RecordTempsReply is a method that writes to the database (so it should be highly available) whereas StationMaxReply is a method that reads (so it is OK if it is unavailable if some replicas are down).

To implement your W and R settings in these methods, you need to modify your code to use prepared statements instead of doing queries directly. If you have a prepared statement prepared, you can set the consistency level like this:

from cassandra.query import ConsistencyLevel
...
prepared.consistency_level = ConsistencyLevel.????

You can fill in the missing code with ConsistencyLevel.ONE, ConsistencyLevel.TWO, or ConsistencyLevel.THREE.

Specifically, you should define prepare statements for your SQL query in RecordTempsReply and StationMaxReply. The prepare statements should be defined in the __init__ function of StationService class, so that the prepared statements can be prepared once and used many times.

Disaster Strikes

Important: run a docker command to kill the p6-db-2 container.

Run the following command

docker exec p6-db-1 nodetool status

Verify that you see that one of the nodes is down before proceeding to the next steps.

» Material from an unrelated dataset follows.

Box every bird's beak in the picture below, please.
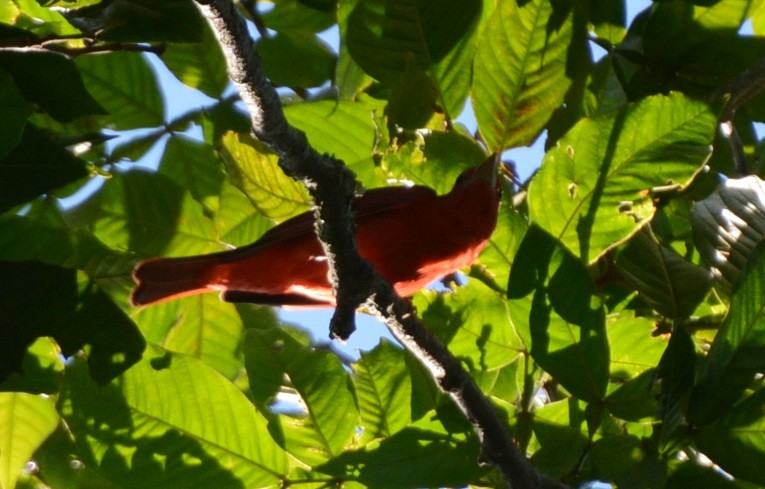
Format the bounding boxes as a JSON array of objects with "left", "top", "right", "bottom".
[{"left": 473, "top": 153, "right": 500, "bottom": 188}]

Call ClientRecordTemps.py again. Inserts should happen with ConsistencyLevel.ONE, so this ought to work, meaning the empty string is the expected result for error.

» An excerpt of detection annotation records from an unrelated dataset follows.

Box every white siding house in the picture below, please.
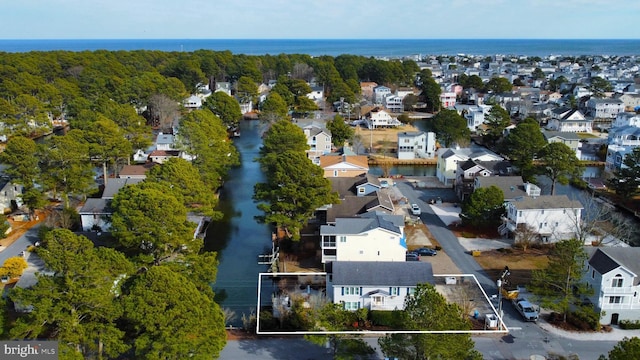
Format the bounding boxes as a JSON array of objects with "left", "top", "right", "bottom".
[
  {"left": 501, "top": 195, "right": 583, "bottom": 243},
  {"left": 320, "top": 212, "right": 407, "bottom": 264},
  {"left": 398, "top": 131, "right": 436, "bottom": 159},
  {"left": 583, "top": 247, "right": 640, "bottom": 325},
  {"left": 327, "top": 261, "right": 434, "bottom": 310}
]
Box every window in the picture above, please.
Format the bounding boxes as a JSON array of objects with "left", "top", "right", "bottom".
[
  {"left": 611, "top": 275, "right": 622, "bottom": 287},
  {"left": 342, "top": 286, "right": 360, "bottom": 295},
  {"left": 344, "top": 301, "right": 358, "bottom": 310},
  {"left": 609, "top": 296, "right": 623, "bottom": 304}
]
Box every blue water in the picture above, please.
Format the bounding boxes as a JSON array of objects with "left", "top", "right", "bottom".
[{"left": 0, "top": 39, "right": 640, "bottom": 57}]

Call ClientStationMax.py again. Reads should raises a cassandra.Unavailable except e, then the error should have a string like this:

unavailable

Submission

Read the directions here about how to create the repo. Note that we will copy in the the provided files (every file except server.py and src/requirements.txt), overwriting anything you might have changed.

Make sure you upload every file you need to run the following commands:

docker build . -t p6
docker compose up -d

docker exec -w /src p6-db-1 sh -c "python3 -m grpc_tools.protoc -I=. --python_out=. --grpc_python_out=. station.proto "

# in a terminal:
docker exec -it -w /src p6-db-1 python3 server.py

# in a second terminal:
docker exec -w /src p6-db-1 python3 ClientStationSchema.py

Testing:

Please be sure that your installed autobadger is on version TODO. You can print the version using

autobadger --info

See projects.md for more information.

This constitutes 90% of the total score. The remaining 10% will be graded manually. We will be checking your read and write consistency levels.